Clinical Characteristics of Unstable Pelvic Bone Fractures Associated with Intra-abdominal Solid Organ Injury
Sang Won Lee, Sun Hyu Kim, Eun Seog Hong, Ryeok Ahn
Department of Emergency Medicine Ulsan University Hospital, University of Ulsan College of Medicine, Ulsan, Korea. stachy1@paran.com
불안정성 골반골 골절 손상에서 동반 복부 고형장기 손상의 임상적 특성
이상원∙김선휴∙홍은석∙안 력
울산대학교 의과대학 울산대학교병원 응급의학과
Received: 17 October 2011   • Revised: 30 November 2011   • Accepted: 6 December 2011
This study analyzed the characteristics of unstable pelvic bone fractures associated with intraabdominal solid organ injury.
Medical records were retrospectively collected from January 2000 to December 2010 for patients with unstable pelvic bone fractures. Unstable pelvic bone fracture was defined as lateral compression types II and III, antero-posterior compression types II and III, vertical shear and combined type by young classification. Subjects were divided into two groups, with (injured group) and without (non-injured group) intra-abdominal solid organ injury, to evaluate whether the characteristics of the fractured depended on the presence of associated solid organ injury. Data included demographics, mechanism of injury, initial hemodynamic status, laboratory results, revised trauma score (RTS), abbreviated injury scale (AIS), injury severity score (ISS), amount of transfusion, admission to the intensive care unit (ICU), and mortality.

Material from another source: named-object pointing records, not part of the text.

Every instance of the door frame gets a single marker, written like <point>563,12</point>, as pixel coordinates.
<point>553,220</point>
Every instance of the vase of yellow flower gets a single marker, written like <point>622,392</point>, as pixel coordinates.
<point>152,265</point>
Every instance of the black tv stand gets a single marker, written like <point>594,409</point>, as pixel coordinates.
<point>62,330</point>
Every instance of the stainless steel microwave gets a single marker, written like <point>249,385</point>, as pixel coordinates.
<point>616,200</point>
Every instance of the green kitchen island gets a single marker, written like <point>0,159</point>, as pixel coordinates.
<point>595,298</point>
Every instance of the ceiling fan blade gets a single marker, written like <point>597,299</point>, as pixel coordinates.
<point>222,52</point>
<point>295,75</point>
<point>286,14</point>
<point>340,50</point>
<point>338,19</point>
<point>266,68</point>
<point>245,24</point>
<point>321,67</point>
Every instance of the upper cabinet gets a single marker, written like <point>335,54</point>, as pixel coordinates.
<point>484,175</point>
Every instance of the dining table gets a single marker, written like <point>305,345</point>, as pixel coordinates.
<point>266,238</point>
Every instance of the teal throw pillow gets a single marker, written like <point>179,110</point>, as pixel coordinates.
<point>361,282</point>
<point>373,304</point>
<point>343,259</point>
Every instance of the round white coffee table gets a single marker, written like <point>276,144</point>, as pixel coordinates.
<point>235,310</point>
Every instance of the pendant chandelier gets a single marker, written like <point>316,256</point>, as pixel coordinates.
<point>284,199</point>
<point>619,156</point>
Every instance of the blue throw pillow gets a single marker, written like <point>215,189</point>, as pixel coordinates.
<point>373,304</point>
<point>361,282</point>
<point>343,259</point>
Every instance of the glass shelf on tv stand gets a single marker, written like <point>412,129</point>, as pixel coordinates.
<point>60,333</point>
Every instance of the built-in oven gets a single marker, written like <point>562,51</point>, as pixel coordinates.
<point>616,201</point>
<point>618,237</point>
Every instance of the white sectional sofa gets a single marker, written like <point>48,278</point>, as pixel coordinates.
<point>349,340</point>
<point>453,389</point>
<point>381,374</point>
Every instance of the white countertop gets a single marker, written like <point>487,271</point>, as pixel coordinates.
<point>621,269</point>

The subjects were 217 patients with a mean age of 44 years and included 134 male patients(61.8%). The injured group included 38 patients(16.9%). Traffic accidents were the most common mechanism of injury, and lateral compression was the most common type of fracture in all groups. The initial blood pressure was lower in the injured group, and the ISS was greater. The arterial pH was lower in the injured group, and shock within 24 hours after arrival at the emergency department was more frequent in the injured group. The amount of the transfused packed red blood cells within 24 hours was higher in the injured group than the non-injured group. Invasive treatment, including surgery and angiographic embolization, was more common in the injured group, and the stay in the ICU was longer in the injured group.
A need exists to decide on a diagnostic and therapeutic plan regarding the possibility of intraabdominal solid organ injury for hemodynamically unstable patients with unstable pelvic bone fractures and multiple associated injuries.